Few fathers tend to name their sons after motor cars, but it does happen.
There’s Scots comic actor Ford Kiernan. I once met a little boy called Land Rover Johnson. An African pal at university had a brother called Jaguar, named after the car.
However, it seems Mr Button senior did the right thing to call his son Jensen, as he went on to great success in Formula One.
Brothers Alan and Richard Jensen, although they had a fraught, up-and-down existence, can be seen as major figures in the UK car-making scene.
Over the decades, working for many firms but mainly under their own name in West Bromwich, they designed and manufactured every type of vehicle.
These included lorries, light commercials and buses, plus sporty, special-bodied versions of many cars—such as Austins, Wolseleys and Standards. During the 1939-45 war they made tank turrets and post-war they built Austin-Healeys, Jensen-Healeys, the Austin Gypsy (a short-lived rival to the Land Rover) and the sporty Volvo P1800, until production moved to Sweden.

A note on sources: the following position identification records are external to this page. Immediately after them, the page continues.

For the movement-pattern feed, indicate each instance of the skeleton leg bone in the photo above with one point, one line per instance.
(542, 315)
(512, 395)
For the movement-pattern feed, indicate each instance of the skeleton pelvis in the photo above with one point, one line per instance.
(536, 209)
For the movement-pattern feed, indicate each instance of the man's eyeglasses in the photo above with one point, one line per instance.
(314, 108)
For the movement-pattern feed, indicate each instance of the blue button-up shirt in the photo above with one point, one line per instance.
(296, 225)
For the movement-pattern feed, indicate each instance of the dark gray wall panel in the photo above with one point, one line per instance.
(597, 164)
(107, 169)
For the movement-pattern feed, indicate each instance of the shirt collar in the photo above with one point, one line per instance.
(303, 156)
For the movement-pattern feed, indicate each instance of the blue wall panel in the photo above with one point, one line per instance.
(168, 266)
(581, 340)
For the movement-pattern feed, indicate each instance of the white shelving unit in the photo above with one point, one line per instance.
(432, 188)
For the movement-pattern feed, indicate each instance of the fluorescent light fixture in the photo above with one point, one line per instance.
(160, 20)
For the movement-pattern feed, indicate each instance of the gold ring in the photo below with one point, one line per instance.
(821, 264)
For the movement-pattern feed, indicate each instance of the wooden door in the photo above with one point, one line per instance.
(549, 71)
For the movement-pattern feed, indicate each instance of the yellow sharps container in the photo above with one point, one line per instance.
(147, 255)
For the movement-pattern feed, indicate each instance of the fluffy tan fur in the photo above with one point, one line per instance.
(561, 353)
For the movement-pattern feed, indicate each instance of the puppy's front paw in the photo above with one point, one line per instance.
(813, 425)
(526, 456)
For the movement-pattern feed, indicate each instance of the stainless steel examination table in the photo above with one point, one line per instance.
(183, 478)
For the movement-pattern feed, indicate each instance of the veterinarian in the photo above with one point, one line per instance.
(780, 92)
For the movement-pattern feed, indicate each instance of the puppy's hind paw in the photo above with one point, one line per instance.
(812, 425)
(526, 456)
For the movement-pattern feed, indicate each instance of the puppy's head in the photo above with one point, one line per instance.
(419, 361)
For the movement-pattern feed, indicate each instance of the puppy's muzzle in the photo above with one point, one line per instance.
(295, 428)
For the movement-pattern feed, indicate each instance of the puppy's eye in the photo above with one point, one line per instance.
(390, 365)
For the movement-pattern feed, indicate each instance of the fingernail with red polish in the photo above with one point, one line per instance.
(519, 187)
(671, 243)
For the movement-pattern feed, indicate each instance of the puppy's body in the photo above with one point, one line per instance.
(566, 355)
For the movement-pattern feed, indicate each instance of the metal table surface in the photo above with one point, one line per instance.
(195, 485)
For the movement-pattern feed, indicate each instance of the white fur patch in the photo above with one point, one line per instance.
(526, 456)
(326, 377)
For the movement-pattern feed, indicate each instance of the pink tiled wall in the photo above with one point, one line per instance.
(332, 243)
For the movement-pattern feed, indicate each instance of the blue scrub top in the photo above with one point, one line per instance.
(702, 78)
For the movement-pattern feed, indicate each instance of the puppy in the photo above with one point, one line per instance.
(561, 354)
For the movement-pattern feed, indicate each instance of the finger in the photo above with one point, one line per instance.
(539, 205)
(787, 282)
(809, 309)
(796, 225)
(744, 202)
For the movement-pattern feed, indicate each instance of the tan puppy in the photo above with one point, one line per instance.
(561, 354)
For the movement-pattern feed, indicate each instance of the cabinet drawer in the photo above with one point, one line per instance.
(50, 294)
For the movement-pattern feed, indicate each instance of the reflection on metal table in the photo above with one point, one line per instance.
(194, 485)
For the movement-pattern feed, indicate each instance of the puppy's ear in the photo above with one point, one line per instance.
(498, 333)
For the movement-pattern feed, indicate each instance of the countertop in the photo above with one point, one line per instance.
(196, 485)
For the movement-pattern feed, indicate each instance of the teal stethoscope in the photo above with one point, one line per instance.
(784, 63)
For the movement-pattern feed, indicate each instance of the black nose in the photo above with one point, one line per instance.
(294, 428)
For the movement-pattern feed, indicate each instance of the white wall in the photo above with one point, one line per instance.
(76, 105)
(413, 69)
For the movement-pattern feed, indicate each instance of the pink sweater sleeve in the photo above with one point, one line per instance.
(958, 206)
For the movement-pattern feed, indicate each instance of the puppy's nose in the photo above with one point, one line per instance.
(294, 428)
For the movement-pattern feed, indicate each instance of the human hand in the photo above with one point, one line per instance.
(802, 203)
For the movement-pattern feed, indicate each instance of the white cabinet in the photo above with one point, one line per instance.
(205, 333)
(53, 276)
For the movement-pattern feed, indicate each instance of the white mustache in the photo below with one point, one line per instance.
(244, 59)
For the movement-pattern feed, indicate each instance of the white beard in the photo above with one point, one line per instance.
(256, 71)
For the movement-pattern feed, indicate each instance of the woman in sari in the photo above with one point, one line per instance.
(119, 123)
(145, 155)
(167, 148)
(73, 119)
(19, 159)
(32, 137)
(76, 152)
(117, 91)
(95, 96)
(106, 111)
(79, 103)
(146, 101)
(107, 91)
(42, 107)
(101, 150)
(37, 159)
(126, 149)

However, Jensen’s repute stems from their post-war sports cars, mainly powered by six-litre US Chrysler V8 engines. Their fibreglass-bodied 541 and later CV8 and FF models (one of the first road cars with four-wheel drive and early ABS braking) are all sought-after by enthusiasts today.
Best-remembered is the early-1970s Interceptor, whose eye-catching bodywork, designed by Carrozzeria Touring of Italy, included a huge sloping, lift-up rear window—arguably, the first liftback.
However, the company had its share of troubles. Inevitably, the cars were expensive and sales often failed to match output.
Ownership and top management changed several times, and the 1960s and 70s were years of car industry strife from which Jensen was not immune.
The Jensen brothers left and the car-making firm folded in 1976, although small firms to source and supply spares remained.
Since then several attempts to revive Jensen production, including at Speke, Liverpool, and in the ex-Jaguar plant at Browns Lane, Coventry, have come and gone.
Advanced Jensen prototypes have been designed. A new firm which will totally restore and technically update older cars has been mooted.
As long as the power of the name remains, Jensens may again roll off the assembly line. It just needs someone to press the right Button.